Nominal variables have been "dummied", such that each unique value in each category becomes a boolean.
Ordinal variables (an example would be credit score) are to be encoded as integers, remaining in place in a single column.
Checking the balance of the classes (Churned/Not Churned), we see a distribution of 26.5% Not and 73.5% churned. To overcome this we used the SMOTE method from the library imblearn
to balance the classes for training and testing. It is not mentioned in the notebook, however, this boosted accuracy across all models tested by roughly 5%.
We used an implementation of the random forest classifier from the previous homework to find the importance of each feature in the dataset. By fitting the data we can make a plot of the feature importance attribute to identify the relevant features in the dataset.
Interestingly, the feature making a customer least likely to churn is their tenure (the number of months they have been retained as a customer). This is consistent with a customer being on a "month to month" contract, which most positively indicates the churn of a given customer.
In the Jupyter Notebook, we perform a search across many parameters across DecisionTree, AdaBoost, RandomForest, Logistic Regression, and a Tensorflow Sequential Neural Network through the use of the GridSearchCV tool built into scikit-learn. See the notebook for accuracy per model and their corresponding confusion matrices
The Random Forest Classifier was shown to have the highest accuracy (83%) across our testing, with the following confusion matrix.
The feature importance plot outlined in our methods showed that a customer’s loyalty to the provider is the highest correlating feature in the set. After loyalty, the existence of a month-to-month contract weighs heavily in a customer’s likelihood to churn. This is followed closely by both numerical values surrounding the cost, with total cost weighing a lot more. After these, the top features generally surround the quality of the product and ease of service provided by the company. Features such as gender, age, marriage status, and having dependents weighed very low in the indication of churn.
A few interesting points came up through data exploration
Although "month-to-month" was identified as having a positive correlation with churn, this group makes up the largest proportion of overall customers. More exploration is required to ascertain the reason for this, be it economic or business model related.
This chart displays a textbook example of a "bathtub" curve. Customers at 70 months are explained by the inception of our services. Of concern is the distribution of customers below 10 months.
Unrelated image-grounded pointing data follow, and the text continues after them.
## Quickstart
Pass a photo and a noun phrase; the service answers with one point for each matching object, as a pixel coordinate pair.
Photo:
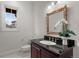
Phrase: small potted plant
(66, 34)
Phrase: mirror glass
(53, 20)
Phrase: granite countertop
(58, 49)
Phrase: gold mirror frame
(61, 9)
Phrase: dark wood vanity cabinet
(38, 51)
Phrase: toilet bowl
(25, 48)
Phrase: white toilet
(25, 47)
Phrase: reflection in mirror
(56, 20)
(53, 19)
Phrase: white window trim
(3, 18)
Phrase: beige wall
(32, 24)
(11, 40)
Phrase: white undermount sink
(47, 42)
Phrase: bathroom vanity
(39, 50)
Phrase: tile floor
(18, 54)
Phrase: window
(9, 18)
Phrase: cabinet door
(35, 52)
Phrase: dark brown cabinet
(38, 51)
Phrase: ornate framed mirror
(54, 17)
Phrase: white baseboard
(8, 52)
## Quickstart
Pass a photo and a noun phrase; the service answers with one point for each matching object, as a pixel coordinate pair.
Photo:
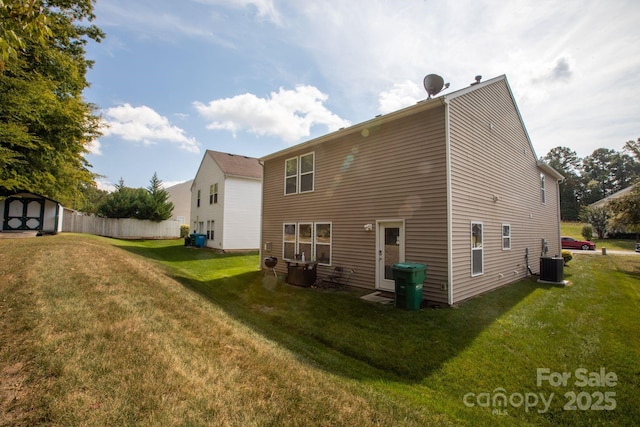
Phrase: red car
(571, 243)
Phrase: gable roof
(424, 105)
(236, 165)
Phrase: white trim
(297, 176)
(481, 248)
(315, 243)
(401, 255)
(299, 173)
(313, 172)
(503, 236)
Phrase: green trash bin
(408, 277)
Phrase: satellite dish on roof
(433, 84)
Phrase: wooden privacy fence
(124, 228)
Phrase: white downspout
(449, 205)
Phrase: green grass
(323, 357)
(574, 229)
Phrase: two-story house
(452, 182)
(226, 197)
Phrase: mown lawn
(103, 336)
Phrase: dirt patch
(15, 406)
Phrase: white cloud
(94, 147)
(265, 9)
(399, 96)
(105, 186)
(286, 114)
(143, 124)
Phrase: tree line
(45, 124)
(594, 177)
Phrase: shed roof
(237, 165)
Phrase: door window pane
(506, 236)
(305, 241)
(391, 250)
(289, 244)
(477, 262)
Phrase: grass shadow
(350, 337)
(338, 331)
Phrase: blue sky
(174, 78)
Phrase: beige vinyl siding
(492, 156)
(389, 170)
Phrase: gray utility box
(552, 269)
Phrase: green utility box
(408, 277)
The onboarding process must be analyzed for abrasion to the customer.
Unsurprisingly, it appears customers with a lower monthly charge are less likely to churn
As a result of this study, we can affirm that certain attributes such as the use of a one or two-year contract, along with reducing the number of superfluous features (StreamingTV/Movies, Tech support, and device protection) can be used with high accuracy to determine which customers are likely to discontinue your service or switch to another provider.
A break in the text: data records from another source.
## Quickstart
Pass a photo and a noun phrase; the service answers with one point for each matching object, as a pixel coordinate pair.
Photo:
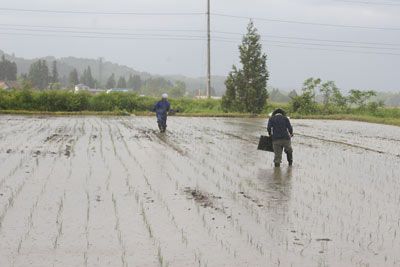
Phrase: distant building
(84, 88)
(81, 87)
(8, 85)
(206, 97)
(118, 90)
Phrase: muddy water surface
(91, 191)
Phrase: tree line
(41, 76)
(333, 100)
(8, 69)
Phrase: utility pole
(208, 51)
(100, 71)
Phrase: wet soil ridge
(205, 200)
(104, 191)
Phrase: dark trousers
(279, 145)
(162, 121)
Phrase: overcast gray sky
(295, 51)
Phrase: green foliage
(134, 82)
(39, 74)
(121, 82)
(54, 73)
(87, 78)
(276, 96)
(305, 103)
(73, 78)
(8, 70)
(246, 88)
(156, 86)
(111, 82)
(360, 98)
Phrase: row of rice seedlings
(59, 221)
(117, 228)
(163, 203)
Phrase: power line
(201, 37)
(369, 3)
(315, 44)
(325, 49)
(101, 33)
(101, 28)
(97, 31)
(308, 23)
(102, 12)
(291, 44)
(313, 39)
(201, 13)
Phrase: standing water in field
(93, 191)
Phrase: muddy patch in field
(56, 137)
(145, 134)
(204, 199)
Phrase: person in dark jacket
(281, 130)
(161, 108)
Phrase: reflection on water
(277, 186)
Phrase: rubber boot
(290, 158)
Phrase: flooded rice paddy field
(91, 191)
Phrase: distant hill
(106, 68)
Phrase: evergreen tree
(39, 74)
(121, 82)
(73, 78)
(248, 86)
(111, 82)
(87, 78)
(232, 83)
(134, 82)
(292, 94)
(54, 73)
(178, 90)
(8, 69)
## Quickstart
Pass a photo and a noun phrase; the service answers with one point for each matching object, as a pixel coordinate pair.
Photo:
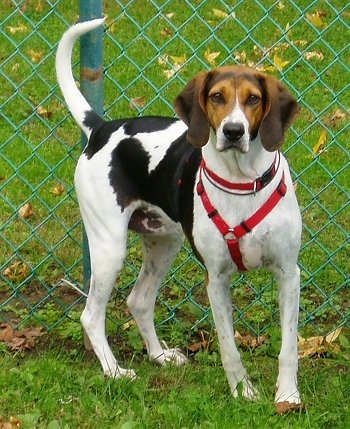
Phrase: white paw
(120, 373)
(292, 397)
(249, 391)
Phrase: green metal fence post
(91, 79)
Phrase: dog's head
(237, 102)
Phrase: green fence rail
(150, 50)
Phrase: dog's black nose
(233, 131)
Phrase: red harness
(232, 235)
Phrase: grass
(39, 148)
(59, 388)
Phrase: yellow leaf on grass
(321, 144)
(211, 56)
(58, 189)
(240, 56)
(330, 338)
(35, 56)
(220, 13)
(313, 54)
(138, 102)
(26, 211)
(316, 19)
(279, 63)
(19, 29)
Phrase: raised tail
(76, 102)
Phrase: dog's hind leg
(289, 290)
(107, 256)
(159, 252)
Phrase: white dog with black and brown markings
(217, 177)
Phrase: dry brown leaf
(240, 56)
(211, 56)
(165, 32)
(313, 54)
(220, 13)
(17, 271)
(6, 332)
(338, 117)
(35, 56)
(316, 19)
(43, 112)
(19, 29)
(58, 189)
(26, 211)
(316, 346)
(279, 63)
(200, 345)
(19, 339)
(321, 144)
(249, 341)
(138, 102)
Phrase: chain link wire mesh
(150, 50)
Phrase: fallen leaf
(26, 211)
(220, 13)
(319, 345)
(19, 339)
(316, 19)
(35, 56)
(165, 32)
(211, 56)
(17, 271)
(279, 63)
(337, 117)
(313, 54)
(240, 56)
(248, 341)
(6, 332)
(20, 28)
(138, 102)
(58, 189)
(43, 112)
(321, 144)
(200, 345)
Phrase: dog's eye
(217, 97)
(253, 99)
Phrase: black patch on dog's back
(131, 180)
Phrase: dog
(216, 176)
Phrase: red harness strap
(232, 235)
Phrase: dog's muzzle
(234, 135)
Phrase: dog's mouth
(242, 145)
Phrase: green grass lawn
(57, 387)
(148, 56)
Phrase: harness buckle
(230, 235)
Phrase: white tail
(76, 102)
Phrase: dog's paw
(291, 397)
(249, 391)
(171, 356)
(120, 373)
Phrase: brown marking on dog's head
(210, 97)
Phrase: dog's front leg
(289, 291)
(221, 304)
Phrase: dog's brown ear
(281, 110)
(190, 107)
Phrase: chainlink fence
(151, 48)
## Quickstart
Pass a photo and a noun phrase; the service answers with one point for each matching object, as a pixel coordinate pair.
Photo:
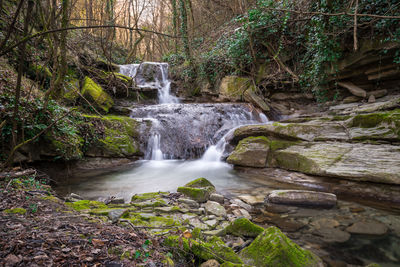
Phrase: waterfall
(151, 75)
(185, 131)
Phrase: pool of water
(152, 176)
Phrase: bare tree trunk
(22, 50)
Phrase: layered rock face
(355, 142)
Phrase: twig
(355, 27)
(27, 38)
(333, 14)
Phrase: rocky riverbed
(197, 218)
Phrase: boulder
(272, 248)
(232, 88)
(214, 248)
(368, 228)
(215, 208)
(355, 90)
(96, 95)
(217, 198)
(243, 227)
(198, 190)
(250, 152)
(120, 138)
(302, 198)
(360, 162)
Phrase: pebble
(217, 198)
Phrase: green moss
(273, 249)
(200, 182)
(96, 94)
(120, 138)
(197, 194)
(243, 227)
(86, 205)
(16, 211)
(147, 196)
(71, 91)
(280, 144)
(215, 249)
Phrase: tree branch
(27, 38)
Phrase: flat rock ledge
(302, 198)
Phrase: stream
(188, 141)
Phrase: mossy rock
(215, 248)
(273, 249)
(200, 182)
(198, 194)
(20, 211)
(147, 196)
(68, 146)
(120, 137)
(71, 91)
(86, 205)
(251, 152)
(95, 94)
(243, 227)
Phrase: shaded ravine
(187, 141)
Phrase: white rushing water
(186, 141)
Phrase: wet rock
(243, 227)
(217, 198)
(197, 194)
(302, 198)
(273, 248)
(195, 222)
(241, 204)
(210, 263)
(117, 201)
(252, 200)
(213, 248)
(371, 99)
(250, 152)
(325, 223)
(351, 99)
(198, 190)
(242, 213)
(333, 235)
(211, 223)
(360, 162)
(190, 203)
(215, 208)
(368, 228)
(114, 215)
Moving forward, this model could be expanded as a recommender of features/offers to customers to reduce overall churn.
This information is critical for companies that struggle with retention or want to target certain groups to gain traction with their demographic. Using targeted deals and pricing, this model can show a company that users need a nudge to remain loyal to their brand. In this instance, phone companies can analyze the prices to set and deals to offer when comparing to their rival providers.